Google AI Gemini beats OpenAI, human experts in tests

7 Dec 2023

The Australian Financial Review

“We’ll explore what monetisation might look like, but we don’t have anything specific on that right now,” Sissie Hsiao, vice president in charge of Assistant and Bard at Google, said.

A third, cut-down version of the AI, Gemini Nano, will appear in Android phones starting with Google’s Pixel 8 Pro phone, to answer complex voice, video, photo and written questions on the phone itself, without the need for an internet connection.

In a video demonstration, Gemini identifies that the photo is homework, marks it, and explains the errors.

In a global launch event, the company showed off Gemini Ultra performing a range of tasks which, until now, were generally reserved for humans.

In one pre-recorded demonstration, Gemini Ultra was shown a photo of a child’s physics homework, and was able to read it, mark it, and explain the maths and physics errors the child had made, going into levels of detail far beyond what most parents would be capable of.

In another demonstration, two objects were held up in front of a webcam – an orange and a fidget spinner – and the AI was able to identify them both and explain that citrus and the spinner had something in common: they both could be “calming”.

Eli Collins, the vice president in charge of product at Google DeepMind, which developed Gemini, said one of the main features of Gemini was it was less likely to “hallucinate” than other AIs.

“Improving the accuracy of responses was one of the core training objectives of the model.
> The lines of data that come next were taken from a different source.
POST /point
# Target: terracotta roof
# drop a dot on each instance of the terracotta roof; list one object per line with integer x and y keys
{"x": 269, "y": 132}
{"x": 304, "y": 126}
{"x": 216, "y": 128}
When we talk about getting a better score on these benchmarks, it’s often a result of improving Gemini’s ability to reason and to answer questions factually,” he said.

(And, indeed, the Google search engine does contain plenty of references to the “calming” effects of both citrus and fidget spinners.)

When the orange was replaced by a Rubik’s Cube, the AI identified they were both examples of toys that adults, as well as children, play with.

Coding edge

Google also showed off Gemini figuring out what a complex join-the-dots puzzle was depicting, before anyone even joined the dots (“This is a picture of a crab,” the AI pre-empted.) The AI watched as someone performed a simple sleight of hand with a ball and three cups, and correctly predicted the ball would be in the left cup.

But Gemini would not just be used for homework, puzzles and party tricks, Google said.

In tests where it was pitted against (presumably talented) human software developers attending a coding competition, Gemini was better than 85 per cent of them, Mr Collins said.

Starting on Wednesday, Gemini would be used to power Google’s software-writing platform, AlphaCode, where it would be able to solve “nearly twice as many problems” as the previous AI, he said.

Not only was new AI inherently multimodal and able to program in a number of programming languages, it was also inherently multilingual, having been trained on more than 100 human languages.

But, as with Google’s previous AIs, it will speak only one language at first: English. Other languages would quickly follow, Mr Collins said.